As survival kit’s go credit card survival tools are some of the very smallest, but I generally find these pocket tools to be rather difficult to find a use for. There are very few ‘card tools’ that I think are worth carrying or using, most of them are basically just odd shaped pieces of metal featuring tools so small or blunt that they are completely useless.
There is one however that I have been carrying for several years well over a year now though and have found very useful, it is different from most tools though, most of its features are not just shrunk down versions of full-size tools, which is great because there is eventually a point at which a tool becomes too small to be very useful. It doesn’t feature screwdrivers or other features which let’s face it you should have access to on a pocket knife. What it does feature is a lot of small consumable items useful for outdoor survival, fish hooks, collars for snares, arrowheads, needles, and a frog gig.
The Readyman Wilderness Survival Card is produced by READYMAN, a company founded by American special forces veterans and outdoorsmen. They produce a lot of other products including tourniquet’s and other wallet tools which honestly don’t hold the same appeal or usefulness to me as many of them feature lock pick tools and escape and evasion kit which I’ll never have a use for.
Their wilderness survival card is great though and I have used it regularly, not because I’ve been in lots of survival situations but because my career outdoors presents me with plenty of opportunities to use some of its features.
- Figure 1; This is the card with its full complement of tools, there are two arrowheads a saw, a three barbed frog gig or fishing spear point, three single hooks, four double hooks, two sewing needles, an awl, tweezers and four snare collars.
You will need some additional tools or a bit of improvisation to make use of all these tools as the saw feature on the card is fairly useless, it might cut string but certainly won’t cut the wood you need for your arrow heads or spear shaft. It isn’t large enough to grip and is too flexible.
- Figure 2; The frog gig, fitted to a shaft ready for us, this three-pronged spear tip is useful for fishing, frog gigging and would even be ideal for catching small birds.

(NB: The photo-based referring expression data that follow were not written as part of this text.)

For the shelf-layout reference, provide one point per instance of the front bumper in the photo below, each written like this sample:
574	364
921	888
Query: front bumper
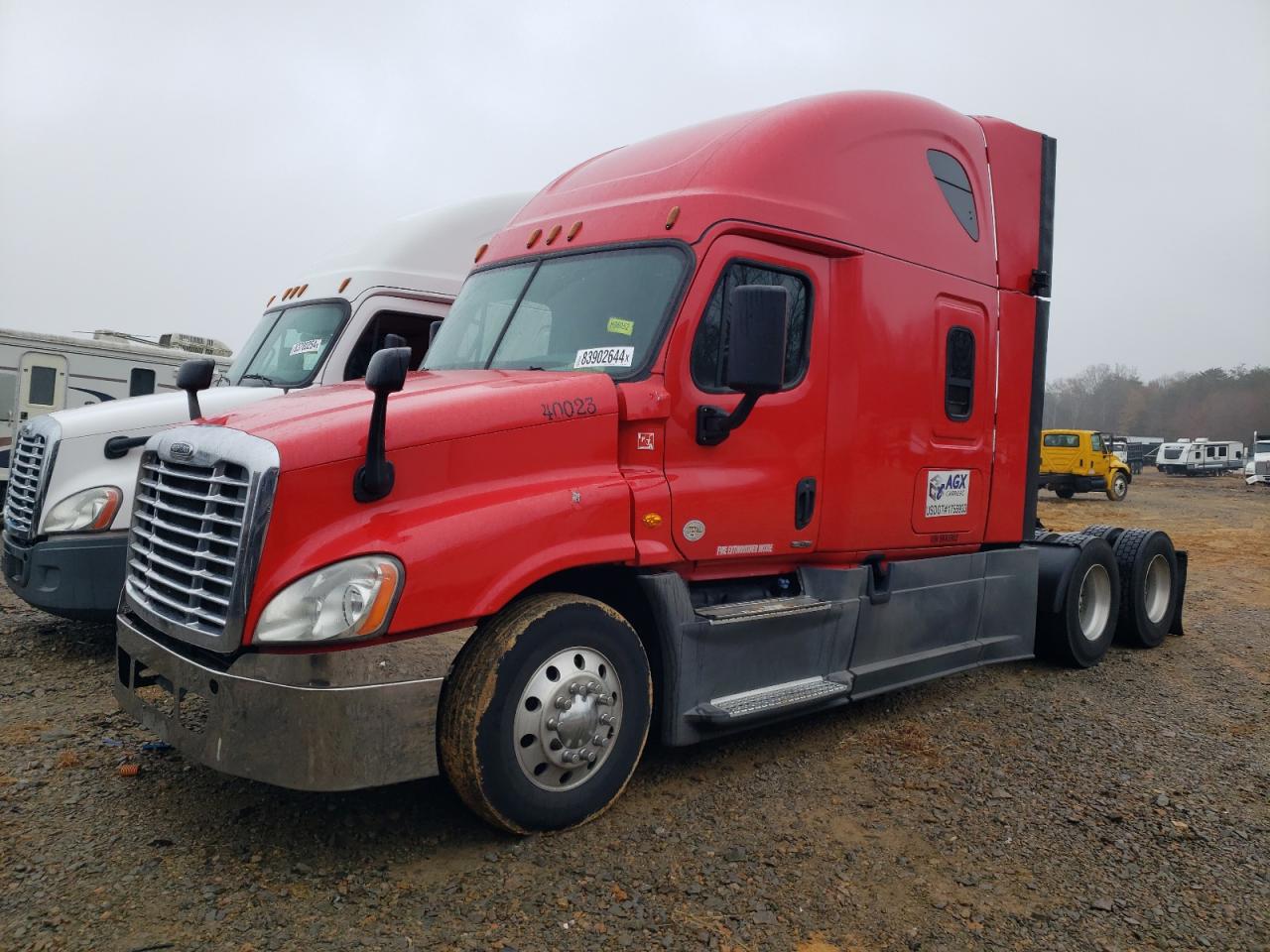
75	576
318	721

The snare collars have been quite useful to me as I use snares quite a lot for work and a couple of times I’ve found that I’ve been a few locking collars short and been able to use the ones here instead.
I have used snares in a professional capacity ever since starting to work as a pest controller at age fourteen and later trained as a gamekeeper and deer staler where I used snares even more and now I train a new generation of gamekeepers to use snares too. The difference between my regular use of snares and improvising them in a survival situation though is that my snares are all made of wire, in a survival situation they might have to be improvised from shoelaces, paracord, natural fibers or whatever else you can find, the 1/2 mm thick steel of the wilderness survival card will bite into a slice through these fibers rendering your snare useless. A snare collar is useful when you are using wire snares as the wire is impossible to knot so these collars allow you to lock the snare securely onto a peg or anchor securing the snare to the ground without the need for knots. In a survival situation, your snare material will probably allow you to knot it so these collars might not be as useful as they first appear. However, they can be improvised as little spinners and combined with your hooks for catching fish. Spinners are a great way of luring fish if you don’t have natural bait. Even with natural bait, they are the perfect way to catch larger predatory fish which wouldn’t normally show any interest in the kind of bait you could easily find.

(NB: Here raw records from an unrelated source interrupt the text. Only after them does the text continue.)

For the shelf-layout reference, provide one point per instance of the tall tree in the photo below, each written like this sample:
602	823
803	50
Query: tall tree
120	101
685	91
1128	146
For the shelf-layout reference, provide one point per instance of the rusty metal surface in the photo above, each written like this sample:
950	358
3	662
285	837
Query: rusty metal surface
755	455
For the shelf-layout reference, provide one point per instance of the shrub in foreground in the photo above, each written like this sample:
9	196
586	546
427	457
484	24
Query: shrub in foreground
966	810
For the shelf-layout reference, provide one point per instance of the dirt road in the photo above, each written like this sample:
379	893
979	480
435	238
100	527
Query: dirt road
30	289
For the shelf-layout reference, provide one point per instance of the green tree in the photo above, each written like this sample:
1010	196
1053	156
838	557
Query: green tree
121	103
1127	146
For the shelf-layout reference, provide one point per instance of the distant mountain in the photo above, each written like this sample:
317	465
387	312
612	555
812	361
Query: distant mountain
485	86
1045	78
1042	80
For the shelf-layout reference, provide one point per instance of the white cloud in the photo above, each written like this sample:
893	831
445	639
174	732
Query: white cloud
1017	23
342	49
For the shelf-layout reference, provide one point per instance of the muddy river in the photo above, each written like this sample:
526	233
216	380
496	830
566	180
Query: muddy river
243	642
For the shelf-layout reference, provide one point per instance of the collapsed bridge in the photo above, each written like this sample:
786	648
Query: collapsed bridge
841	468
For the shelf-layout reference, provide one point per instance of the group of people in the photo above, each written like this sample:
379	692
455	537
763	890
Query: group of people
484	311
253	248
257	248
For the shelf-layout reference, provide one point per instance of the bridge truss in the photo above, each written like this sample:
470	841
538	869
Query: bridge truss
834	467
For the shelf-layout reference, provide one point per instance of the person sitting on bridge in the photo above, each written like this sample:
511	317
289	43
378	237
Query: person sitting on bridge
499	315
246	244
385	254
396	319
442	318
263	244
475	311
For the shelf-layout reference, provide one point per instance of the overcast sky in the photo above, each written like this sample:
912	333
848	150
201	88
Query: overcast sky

- Figure 6; The inner fibres from paracord are more than strong enough for average fishing tasks.
Although I am keen on the hooks and there is no doubt that they will work, they are flat rather than round steel which means they will be weaker, also the flat eyes of the hooks and needles are quite sharp and may cut through your thread or line if you aren’t careful.
The arrow heads, snare collars and the needles do exactly what they say on the tin although some of the other features are less useful. I’ve mentioned the saw already but perhaps it could be fitted with a little handle to make it more useful. The awl is far too flexible to be really useful and the ‘tweezers’ don’t really work at all. What the awl and tweezers can do though is be improvised as larger needles as they both have holes in that would make a good eye.
Perhaps it’s more because other survival card tools are so useless that this wilderness survival card appeals to me so much but it has proven useful a few times already, the needles and snare collars have certainly come in useful and overall I’m impressed by it.